Recent advancements in digital tools allow us to dig into the vast amounts of data we have available and reveal patterns we weren’t able to detect earlier. We are able to build richer analytics and create digital solutions enabling us to monitor and predict future states of our equipment, and thus improve our uptime and reduce costs. However, how many sensors do you need to get started with machine learning?
WHAT’S A SENSOR?
First of all, sensors are the foundation of the industrial internet of things (IIoT). Sensors are used to either detect or measure some input from the physical environment and convert it into desired output. IIoT sensors are smart and have the ability to communicate with other sensors and connected devices. There are hundreds of sensors available for all sorts of industrial assets. Sensors are usually very specific and the sensor data gathered range from:
- distance, etc.
Finding the right sensors to monitor your most critical assets will provide you with a wealth of data.
EDGE ANALYTICS, EDGE COMPUTING, AND INDUSTRY EXPERTISE
Even though you’ve connected sensors to your equipment, this doesn’t necessarily mean you’re gathering lots of data. You need to be able to access and analyze this data, even in remote locations. As mentioned in earlier blogs, this is where edge analytics and edge computing comes in. You can learn more about this in our whitepaper about edge analytics:
Moreover, regardless of the IIoT solutions and data you’re able to gather, you still need deep insights into your processes and industry too. Enabling the decision-makers to make good decisions requires a complex orchestration of continuous analysis of sensor data from one or more physical assets combined with other types of historical or real-time data and domain expertise. Your operators need clear insights into what actions to take, and why.
HOW MANY SENSORS DO YOU NEED?
I’m guessing you read this post in hopes to learn the exact number of sensors you need. Unfortunately, I’m not able to give you that answer because it depends.
WHAT BUSINESS PROBLEM ARE YOU TRYING TO SOLVE?
It depends on the business problem(s) you’re trying to solve.
Do you want to
- reduce downtime?
- improve performance?
- detect failure?
- predict failure?
But this isn’t enough. You need to dig deeper than that. For instance, when you say, predict failures, what do you mean? Do you mean you want to know when that failure occurs? Do you want to know what specific failure is happening? Do you want to know if it's about to happen? Do you want to know which component it’s happening on?
Decide on the actual business problem you want solved and what value you want out of it. Do you want to remove existing pains by automating manual processes of for instance detecting what’s normal or not? Thus reducing the time to do this? Or do you want to put in place a system of comprehensive models to reflect all your equipment’ components and have a “digital engineer” monitor your equipment?
TRANSLATE YOUR BUSINESS PROBLEM INTO A TECHNICAL PROBLEM
When you know which business problems to solve, you need to translate each one back into a technical problem. You need to translate it into something that you can actually implement and execute. Once you have a technical problem, you can start investigating the technical requirements, one of them being data. What’s the minimal data set you need to solve or help solve the problem?

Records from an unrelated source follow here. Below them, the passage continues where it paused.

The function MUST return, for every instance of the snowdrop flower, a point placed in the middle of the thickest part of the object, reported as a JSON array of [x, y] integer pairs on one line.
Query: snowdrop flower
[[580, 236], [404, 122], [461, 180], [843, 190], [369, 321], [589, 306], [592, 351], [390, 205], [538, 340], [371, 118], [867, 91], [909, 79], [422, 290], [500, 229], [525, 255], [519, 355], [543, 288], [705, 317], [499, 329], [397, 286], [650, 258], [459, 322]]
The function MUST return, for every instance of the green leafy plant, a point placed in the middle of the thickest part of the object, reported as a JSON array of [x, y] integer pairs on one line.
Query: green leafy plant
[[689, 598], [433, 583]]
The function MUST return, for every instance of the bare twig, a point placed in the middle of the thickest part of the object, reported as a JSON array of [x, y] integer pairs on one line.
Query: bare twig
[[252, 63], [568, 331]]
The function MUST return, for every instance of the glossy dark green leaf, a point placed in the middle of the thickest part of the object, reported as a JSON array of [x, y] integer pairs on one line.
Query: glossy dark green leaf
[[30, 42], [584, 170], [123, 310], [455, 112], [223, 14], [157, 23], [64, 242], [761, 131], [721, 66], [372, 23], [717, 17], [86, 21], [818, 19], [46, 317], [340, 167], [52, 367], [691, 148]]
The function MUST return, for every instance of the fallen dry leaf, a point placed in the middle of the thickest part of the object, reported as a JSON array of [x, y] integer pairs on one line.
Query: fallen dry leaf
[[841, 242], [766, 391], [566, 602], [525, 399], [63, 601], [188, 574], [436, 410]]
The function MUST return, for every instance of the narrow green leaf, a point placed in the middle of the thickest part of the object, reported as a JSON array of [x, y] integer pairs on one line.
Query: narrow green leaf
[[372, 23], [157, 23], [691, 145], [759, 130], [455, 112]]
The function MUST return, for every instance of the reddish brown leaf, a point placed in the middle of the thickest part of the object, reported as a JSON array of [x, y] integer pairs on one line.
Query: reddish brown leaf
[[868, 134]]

Here are some examples to consider:
In some cases, where the problem is very specific you might just need one KPI or one condition monitoring model taking in 2 signals. A simple example of this can be automating what the engineer is doing when a crane has failed. He’ll get a service report and ask for more data, for instance two pressure signals. He’ll start looking for patterns. If he can visualize that the signals were misaligned or that they started to deviate from each other where they shouldn’t - is this why the crane failed? If that’s true, we could automate what he’s doing using these two signals.
In a more extreme and complex example of anomaly detection on compressors, you could have 100 sensors and you want to be notified about any suspicious behavior. You’re not looking for anything in particular like in the first case. You're looking for anything that looks out of the ordinary. Here you’d use all the available information and given that you know what “normal” behavior is, you’d use that to train the algorithms to detect what isn’t.
Start off with the business problem you need solved. Moreover, it’s important to get started with projects that are feasible today using the systems of record and data sets that can be accessed easily. Capture a few quick wins to build value, competency, and momentum before you take on more ambitious digital initiatives.